In 2016 Milko’s wife, from whom he was separated, and son were evicted from the cottage on her estate. The following year, when his mother was in hospital, he received a letter from her lawyer saying, ‘in good conscience I feel obliged to tell you your mother is very, very sick. You have to come to see her’.
Milko applied a second time for legal guardianship in 2017, which was granted two years later, and alerted the authorities to Piazzolla’s manipulation of his mother. A psychiatric assessment concluded there was ‘a weakening in her correct perception of reality’ and that she was in a state of ‘vulnerability’.
La Lollo was furious. She drew up her 2017 will, little knowing pretty much all of her fortune had disappeared.
‘It wasn’t until we saw her bank books from her account in Monte Carlo as part of the investigation that I realised this guy had just ripped her off completely. Seven days a week for a year he’d take her company credit card at 3am or some crazy hour like that and take out €1,500 euros.

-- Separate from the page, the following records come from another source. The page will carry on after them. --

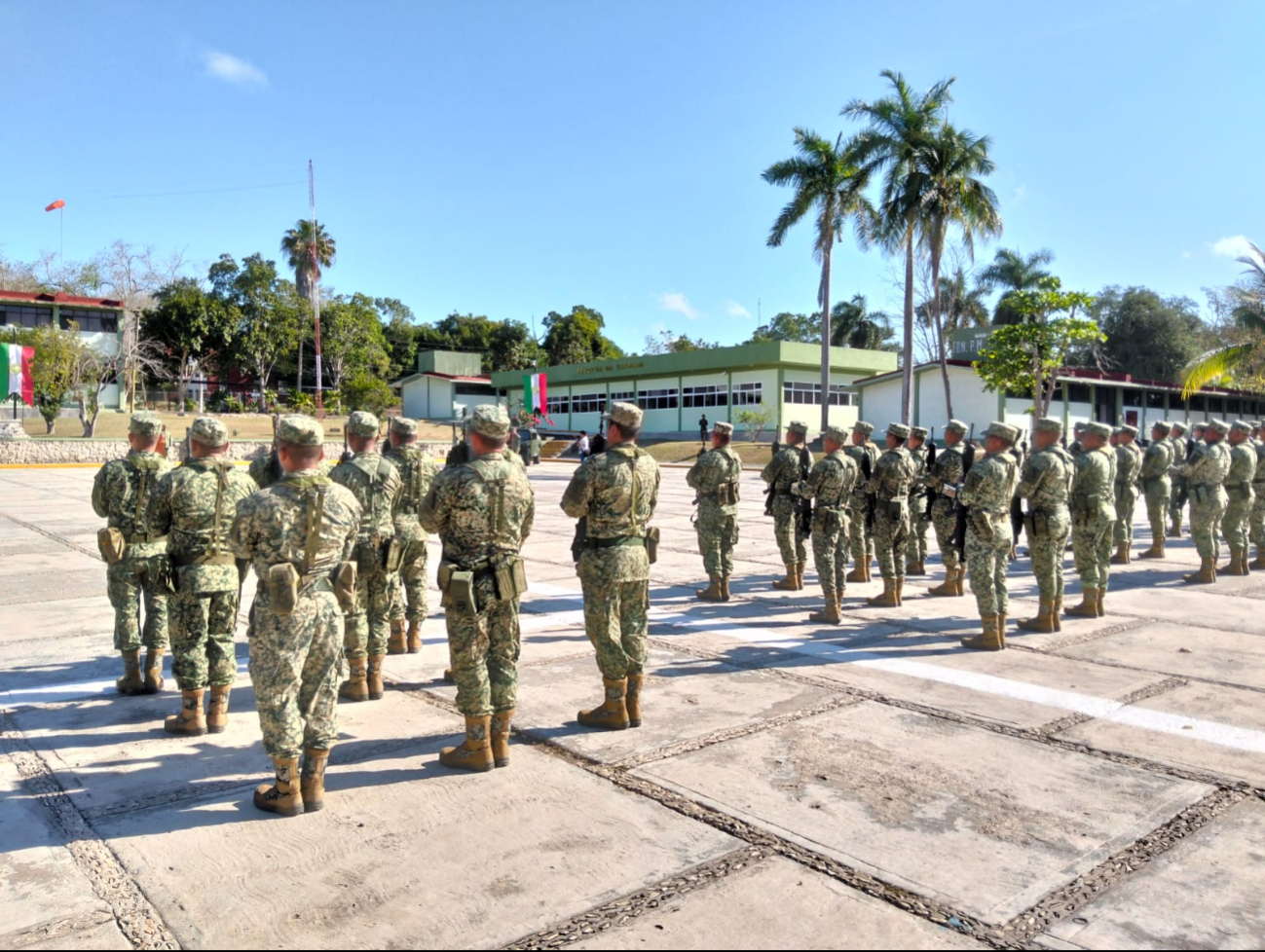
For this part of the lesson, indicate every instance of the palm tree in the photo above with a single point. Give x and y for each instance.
(828, 183)
(897, 129)
(309, 250)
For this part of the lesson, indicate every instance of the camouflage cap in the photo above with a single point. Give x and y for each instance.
(490, 420)
(404, 426)
(300, 430)
(362, 422)
(626, 415)
(208, 431)
(144, 423)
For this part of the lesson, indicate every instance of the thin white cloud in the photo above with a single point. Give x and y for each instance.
(678, 303)
(1232, 246)
(228, 67)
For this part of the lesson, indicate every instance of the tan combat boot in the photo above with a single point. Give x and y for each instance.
(613, 714)
(190, 720)
(502, 720)
(986, 641)
(283, 795)
(312, 783)
(476, 751)
(355, 686)
(218, 710)
(153, 671)
(130, 683)
(396, 643)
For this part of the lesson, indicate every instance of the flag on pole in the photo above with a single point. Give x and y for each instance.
(16, 377)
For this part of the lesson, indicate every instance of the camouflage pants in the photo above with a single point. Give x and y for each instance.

‘The day after she put a cheque in the bank from the sale of her jewellery, €4.5million (£3.8million) went to an offshore account. I realised this crook was the devil.
‘My way of surviving this is to try to live day by day. Who knows what will happen tomorrow? We’ll see.’
For now, Piazzolla remains free as he appeals his conviction. He also faces two further charges of money laundering and fraud which will be heard in court later this year.
Milko has not yet decided whether he will contest his mother’s will. Although he is furious that Piazzolla has been left the rights to his mother’s photographs, paintings, sculptures and films, he longs for peace.
‘I only feel fury when I’m at the villa trying to clean it up. Do you know, every tree in the garden has my initial carved in the top branch from when I climbed them as a child.’ He falls silent for a moment.
‘Right now I’m establishing a foundation in her name to support young talent in the various artistic fields she loved. The saddest thing would be if a person like my mother – someone who has given so much to Italy in terms of our image to the world – dies and in the end all people remember is this. My mother was so much more than that.’